A.S : Ah bien sûr ! Il y a eu toute cette population qui en même temps a eu un énorme impact sur les sites de jeux vidéo. En quelques jours, des gens ont balancé des milliers de critiques alors qu’ils n’avaient même pas joué au jeu ! Un gros bashing ! Mais en même temps, les gens s’en sont rendus compte car il y a eu des articles dessus. Ça permet de parler de la chose et de dire : “attendez, il faut peut-être faire les choses différemment et on va aussi demander aux joueurs d’avoir fait le jeu, il faut peut-être mettre des modérateurs à ce niveau-là”. Et puis d’aborder ces sujets-là pour en débattre ! Car d’un coup ça met en lumière ces sujets. 

Voilà je trouve ça intéressant que ça permette d’en parler et de parler de cet extrémisme qui existe dans les jeux vidéo. Parce que ce n’est pas toujours évident d’être joueuse dans un univers parfois hyper machiste des gamers. C’est quand même dingue !

 

NBK : C’est vrai que c’est parfois un milieu assez particulier…

A.S : A chaque fois que tu joues...alors moi j’ai fait Warcraft. Pas longtemps car c’est trop chronophage mais le nombre de mecs qui… soit ils essaient de te draguer, soit ils t’envoient chier. Rien que ça, ça permet de parler de la place des femmes et des hommes dans notre société et dans les communautés de gamers. Dans les 2 en fait. C’est un miroir de notre société !

 

NBK : Bien sûr ! On pense aussi que The Last Of Us 2 le fait brillamment et avec une certaine bienveillance parce qu’on ne te dit pas dedans “ah vous avez vu les copains ? Il y a des personnes différentes donc il faut les aimer absolument”. Il y a toutes ces nuances et peut-être qu’il y a un message pour ceux qui auraient l’esprit plus fermé. 

A.S : Évidemment car comme on le disait, ce n’est pas expliqué : c’est ressenti. C’est à toi de faire ta réflexion derrière.

 

NBK : C’est ça. Ce n’est pas un jeu qui nous prend pour des cons.

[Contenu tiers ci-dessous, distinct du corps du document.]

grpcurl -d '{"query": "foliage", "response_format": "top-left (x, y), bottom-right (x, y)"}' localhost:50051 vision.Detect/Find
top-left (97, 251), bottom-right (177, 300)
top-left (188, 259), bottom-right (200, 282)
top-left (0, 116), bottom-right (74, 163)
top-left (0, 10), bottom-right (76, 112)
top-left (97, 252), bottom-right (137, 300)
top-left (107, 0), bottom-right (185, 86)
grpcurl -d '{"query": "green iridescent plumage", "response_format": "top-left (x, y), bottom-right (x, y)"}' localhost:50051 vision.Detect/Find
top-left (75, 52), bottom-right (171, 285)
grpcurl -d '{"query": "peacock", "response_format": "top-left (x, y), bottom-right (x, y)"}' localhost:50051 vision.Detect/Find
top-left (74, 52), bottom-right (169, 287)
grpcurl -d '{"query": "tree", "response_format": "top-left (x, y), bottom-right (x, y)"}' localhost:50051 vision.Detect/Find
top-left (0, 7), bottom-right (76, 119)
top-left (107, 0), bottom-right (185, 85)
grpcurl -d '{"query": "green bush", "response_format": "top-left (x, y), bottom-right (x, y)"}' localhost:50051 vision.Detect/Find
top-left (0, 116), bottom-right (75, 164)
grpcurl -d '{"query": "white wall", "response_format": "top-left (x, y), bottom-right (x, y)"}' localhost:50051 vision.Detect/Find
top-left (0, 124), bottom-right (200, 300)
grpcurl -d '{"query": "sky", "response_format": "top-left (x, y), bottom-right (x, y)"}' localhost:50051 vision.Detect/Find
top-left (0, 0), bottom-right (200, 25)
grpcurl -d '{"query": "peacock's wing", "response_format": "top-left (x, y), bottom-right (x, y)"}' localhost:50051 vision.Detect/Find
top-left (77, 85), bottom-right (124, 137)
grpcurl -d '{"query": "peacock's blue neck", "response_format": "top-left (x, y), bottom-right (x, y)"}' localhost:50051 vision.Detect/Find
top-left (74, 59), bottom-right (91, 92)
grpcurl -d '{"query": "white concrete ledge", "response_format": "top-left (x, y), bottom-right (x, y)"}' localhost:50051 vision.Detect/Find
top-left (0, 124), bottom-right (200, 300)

On a même envie de dire que ce n’est pas une œuvre qui nous dit “vous devez penser comme ça parce que les créateurs, c’est nous et c’est comme ça et pas autrement !”. Non là c’est vraiment fait tout en nuance ! Puis tu n’en as jamais fini avec les personnages ! 

Par exemple Abby passe par tellement d’états, que ce soit de la tristesse, que ce soit de la colère, que ce soit des pétages de plomb...elle voit aussi son entourage disparaître…

Donc du coup pour toi, ça n’a pas été éprouvant comme rôle ? Car là vraiment tu passes du tout au tout !

A.S: Mais c’est génial à faire. C’est génial ! Tout d’un coup ne pas faire, alors entre guillemets car c’est aussi sympa, les méchants de base où tu ne connais par leur passé, où tu ne sais pas comment ils sont devenus comme ça. C’est très rigolo, mais là faire un personnage qui a tant de choses à vivre ou à exprimer, moi je trouve ça extraordinaire ! On a un côté maso, nous les comédiens ! On adore faire des personnages tragiques, comme la meuf qui se suicide à la fin de la pièce. On adore faire ça ! (rires).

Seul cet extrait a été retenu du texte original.